4. Examen critique des arguments de la proposition de la commission
4.1. Moins d'autonomie pour les communes?
Les résultats de la procédure de consultation montrent que l'écrasante majorité des communes qui ont répondu ne considèrent pas l'exigence de l'élection populaire comme une entrave à leur autonomie mais bien comme une règle de base de leur fonctionnement.
Il est vrai que la proposition de la commission laisserait simplement aux communes le choix entre le système de l'élection populaire et celui de l'élection par les législatifs communaux. Ce qui pourrait passer pour un gain d'autonomie pour les communes présente toutefois plus d'inconvénients que d'avantages.
Déjà, l'autonomie trouve plutôt sa place dans la gestion des tâches communales que dans l'organisation politique de la commune qui, on l'a dit, se fonde sur les principes démocratiques reconnus. En outre, on peut craindre que cette autonomie soit utilisée – ou non – en fonction des personnes susceptibles de siéger à la municipalité: ainsi, le législatif communal pourrait modifier le système pour permettre ou au contraire pour empêcher une citoyenne ou un citoyen d'être élu à l'exécutif. Je doute que de telles manœuvres – inévitables parce que dans la nature de la politique – soient de nature à améliorer la confiance dans les autorités. Il nous appartient de fixer des règles du jeu qui, précisément, ne tolèrent pas de telles manœuvres.
Enfin, ce choix laissé aux communes aurait l'inconvénient de créer une démocratie "à la carte" dans le canton, certaines connaissant l'élection populaire et d'autres non.
En laissant aux communes le choix du système d'élection de leur exécutif, la commission n'offre donc aux communes qu'une autonomie de pacotille.
4.2. "Risques du métier"
Selon la majorité de la commission, la nomination de l'exécutif par le législatif a l'avantage "de ne pas provoquer de bouleversement", et de ne pas sanctionner les prises de position "impopulaires, parfois nécessaires".
Cet argument a le mérite de la clarté.
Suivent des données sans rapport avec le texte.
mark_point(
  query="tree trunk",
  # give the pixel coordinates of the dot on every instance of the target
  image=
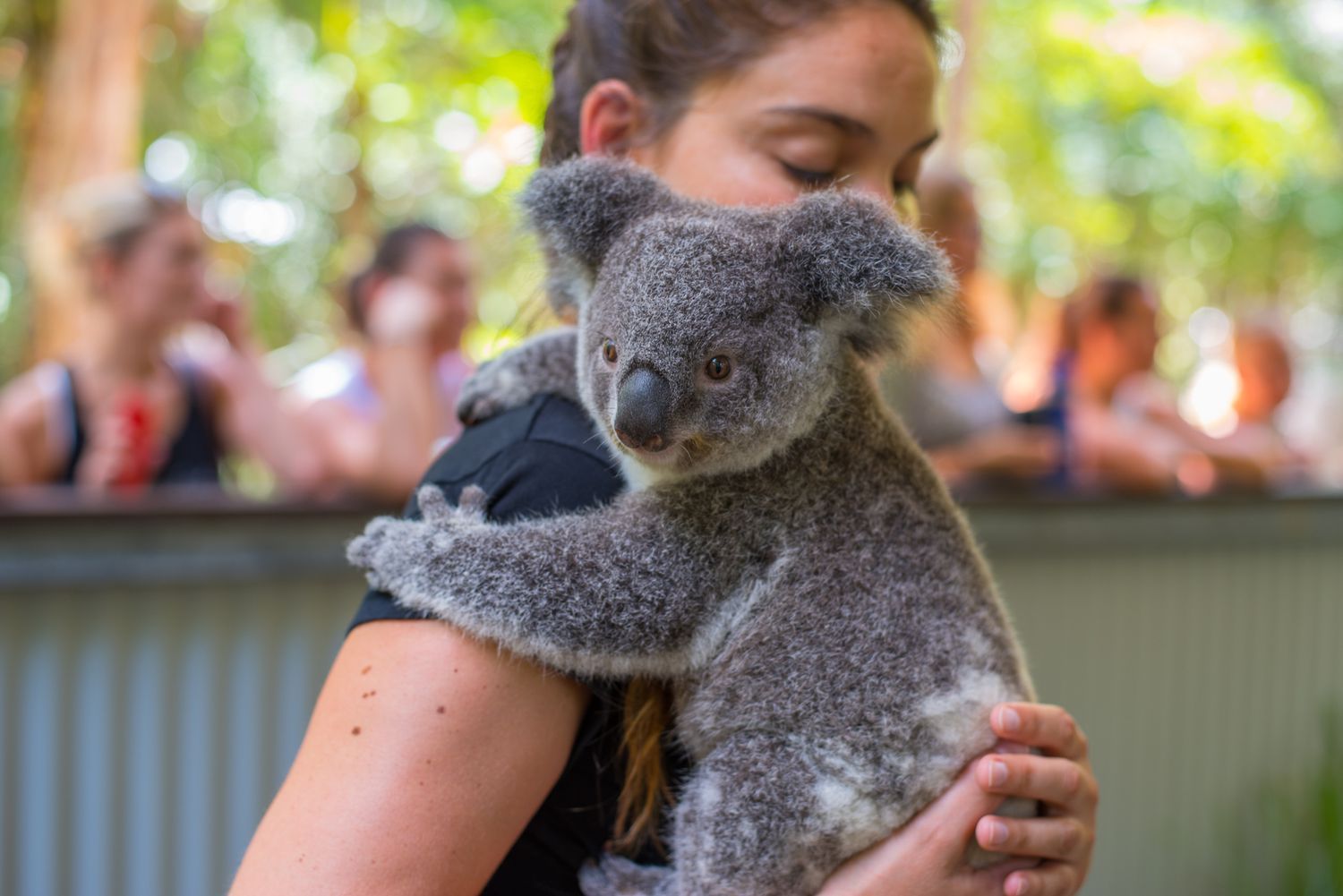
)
(85, 124)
Ce faisant, la majorité de votre commission n'essaye ni plus ni moins que d'échapper aux règles du jeu démocratique. Le peuple accepte en règle générale les décisions dites impopulaires, pour peu qu'elles soient véritablement nécessaires ou qu'elles lui paraissent correspondre à l'intérêt général de la commune. Pourquoi des magistrats qui ont courageusement et fidèlement rempli leur mission auraient-ils peur de la sanction populaire?
Au contraire, l'élection populaire a l'immense mérite de remettre en question le travail de chacun, de susciter le débat, de créer une vraie opposition d'idées, bref de vitaliser le débat démocratique! Entre une élection tacite sans vagues, comme le propose votre commission, et une élection avec un vrai débat sur l'avenir de la commune, quelle est la plus saine du point de vue démocratique?
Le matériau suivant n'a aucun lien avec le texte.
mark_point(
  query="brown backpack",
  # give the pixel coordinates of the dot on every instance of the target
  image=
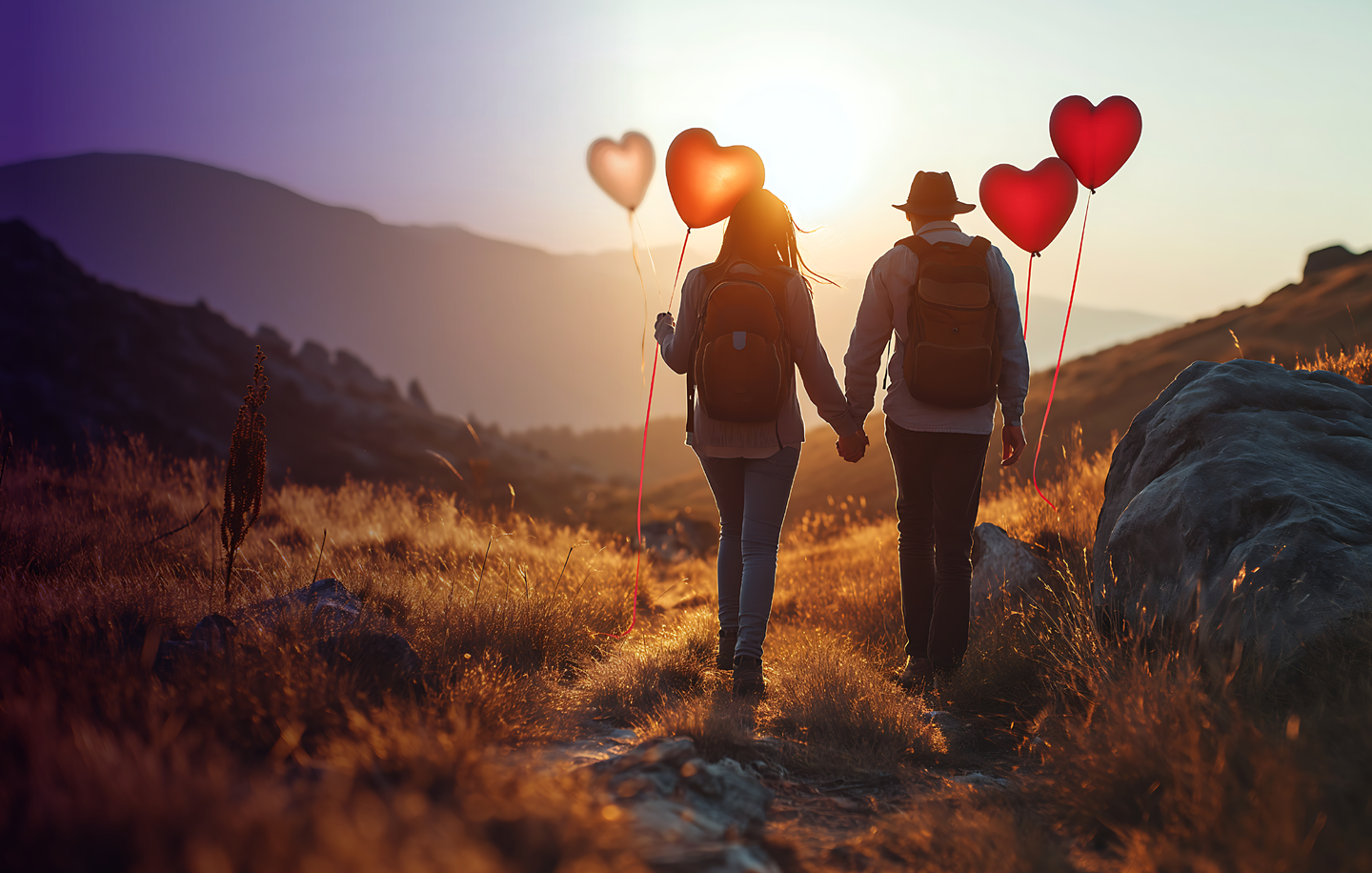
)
(739, 358)
(953, 353)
Les arguments soulevés par la majorité de votre commission laissent transparaître une peur du scrutin populaire qui nous paraît mauvaise conseillère.
5. Conclusion
Depuis 1980, les autorités exécutives communales sont élues directement par le corps électoral dans notre canton comme partout ailleurs. Cette solution est la seule qui soit conforme aux principes démocratiques fondamentaux. Aucun des arguments avancés pour donner aux communes la possibilité d'enlever au peuple cette compétence ne paraît pertinent.
En conclusion, au nom de la minorité de la commission, j'ai l'avantage de vous recommander, Madame et Messieurs les Coprésidents, Mesdames les Constituantes, Messieurs les Constituants, de ne pas adopter l'alinéa 2 de l'article 4.1.1.2.